Sognatori sospesi nel vuoto
La straordinaria epopea del leggendario funambolo francese Philippe Petit – le cui gesta erano già state immortalate nel bellissimo documentario Man on Wire di James Marsh (2008) – ha trovato il suo adeguato cantore anche nel cinema di finzione. Robert Zemeckis ha risposto all’appello e, a posteriori, difficilmente si sarebbe potuto trovare un regista con maggiori affinità, sia in senso formale che di contenuto. Minimo – ma anche massimo, volendo – comun denominatore tra i due: la capacità di sognare. Realizzare i desideri apparentemente impossibili dell’infanzia e dell’adolescenza. Per questo e per molti altri motivi The Walk, presentato in anteprima alla Festa del Cinema di Roma 2015 pochi giorni prima della regolare uscita nelle sale, travalica la definizione stessa di film, diventando una sorta di mirabolante esperienza sensoriale ed emotiva. Zemeckis racconta l’impresa impossibile di Philippe, l’attraversamento dello spazio tra le Torri Gemelle avvenuto il sette agosto del 1974, ma allo stesso tempo è anche la figura di Philippe a mettere in scena l’autore Zemeckis. Il cineasta che nelle sue ormai numerose regie ha sempre raccontato, spesso con notevole efficacia, la straordinarietà della reazione umana posta in circostanze altrettanto straordinarie. Poetica che in The Walk raggiunge, non a caso, uno dei punti più alti, molto prossimi ad un simbolico Paradiso cinefilo.
La parabola umana di Petit, ovviamente spettacolarizzata ma sempre in chiave totalmente empatica, diviene così Storia da tramandare ai posteri. Attraverso la magia di un Cinema capace di penetrare nella psicologia di un personaggio che fittizio non è mai stato proprio per la sua reale esistenza nel mondo. Un essere umano fatto di carne, ossa e, metaforicamente, celluloide. Philippe Petit potrebbe essere definito “l’uomo che si fece cinema”, poiché pochissimi come lui ne hanno incarnato l’essenza. Ed è proprio questo che rende The Walk un (quasi) capolavoro: la perfetta coincidenza tra meta-riflessività del mezzo ed il soggetto/oggetto, a seconda dei momenti del film, posto al centro del discorso. Quando Philippe (interpretato con totale aderenza al ruolo dall’ottimo Joseph Gordon-Levitt) attraversa sulla sin troppo sottile – almeno per noi al di là dello schermo – fune la distanza che separa le Twin Towers newyorchesi, gli spettatori sono lì con lui, a dispetto di qualsiasi effetto digitale, peraltro più che perfetto. Con il cuore in tumulto per un destino che già sappiamo eroico; perché trattasi di vita vissuta ed è poi lo stesso Petit/Gordon-Levitt, nel film, a rievocarne da sopravvissuto le sublimi sensazioni. E poco importa se, a livello di sceneggiatura, la parte preparatoria all’impresa è eccessivamente lunga ed alcuni personaggi, come ad esempio la Annie compagna di vita e avventure di Philippe, non abbiano il giusto risalto. Ciò che conta è la magia di una regia (rima obbligatoria…) che isola il funambolo da tutto e da tutti come Zemeckis fece già, in altre circostanze, con il Tom Hanks di Cast Away, facendone percepire con nitore pensieri ed emozioni. Contano i particolari in apparenza insignificanti: lo scambio di sguardi tra Petit e l’aspirante suicida che sale in cima al grattacielo proprio la mattina dell’impresa, a testimoniare che la vita può essere spesso solo un numero da assegnare. Oppure la nebbia che si dirada magicamente dopo i due o tre passi iniziali sulla fune, o ancora un gabbiano che guarda incuriosito l’uomo che volle, per lunghi, interminabili, minuti diventare un suo pari.

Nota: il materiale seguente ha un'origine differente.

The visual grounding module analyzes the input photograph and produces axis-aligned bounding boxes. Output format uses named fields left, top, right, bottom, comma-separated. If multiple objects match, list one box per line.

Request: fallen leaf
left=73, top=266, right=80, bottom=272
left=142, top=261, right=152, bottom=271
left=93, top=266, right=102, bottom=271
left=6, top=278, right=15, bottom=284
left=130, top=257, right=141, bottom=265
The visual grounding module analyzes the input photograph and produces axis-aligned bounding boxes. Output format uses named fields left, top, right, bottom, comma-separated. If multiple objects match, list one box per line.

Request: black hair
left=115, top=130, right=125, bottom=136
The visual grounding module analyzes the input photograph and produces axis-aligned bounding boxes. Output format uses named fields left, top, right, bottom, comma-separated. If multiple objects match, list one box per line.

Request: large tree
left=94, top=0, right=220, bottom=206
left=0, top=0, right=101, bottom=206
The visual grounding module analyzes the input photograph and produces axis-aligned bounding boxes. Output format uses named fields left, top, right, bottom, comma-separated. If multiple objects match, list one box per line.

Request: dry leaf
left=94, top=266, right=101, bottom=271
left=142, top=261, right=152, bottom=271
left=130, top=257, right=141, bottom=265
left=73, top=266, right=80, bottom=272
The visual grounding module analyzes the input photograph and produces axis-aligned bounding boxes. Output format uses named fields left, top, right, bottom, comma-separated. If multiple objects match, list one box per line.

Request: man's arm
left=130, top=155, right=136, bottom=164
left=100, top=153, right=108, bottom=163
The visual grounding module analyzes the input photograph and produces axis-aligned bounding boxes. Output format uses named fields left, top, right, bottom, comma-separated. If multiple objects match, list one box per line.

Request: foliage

Assecondato da una visione stereoscopica una volta tanto parte integrante e persino necessaria del testo filmico, The Walk è naturalmente composto della materia, lieve e inafferrabile di cui sono fatti i sogni. E la sala cinematografica riscopre, grazie a Zemeckis e company, la propria vocazione di unico luogo dove è possibile sognare, fisicamente, ad occhi ben aperti, in un felicissimo ritorno alla ingenua stupefazione del passato. Un messaggio di cui si fa fautrice anche l’ultimissima inquadratura del film, che vede le Torri Gemelle ben erette e inondate dal sole. Il famigerato undici settembre 2001, per qualche istante, non esiste più: il sogno può perpetuarsi all’infinito nella magnificenza assoluta sia del ricordo eterno della camminata nel cielo di Philippe Petit che nella innata capacità di ridisegnare il tempo da parte della Settima Arte.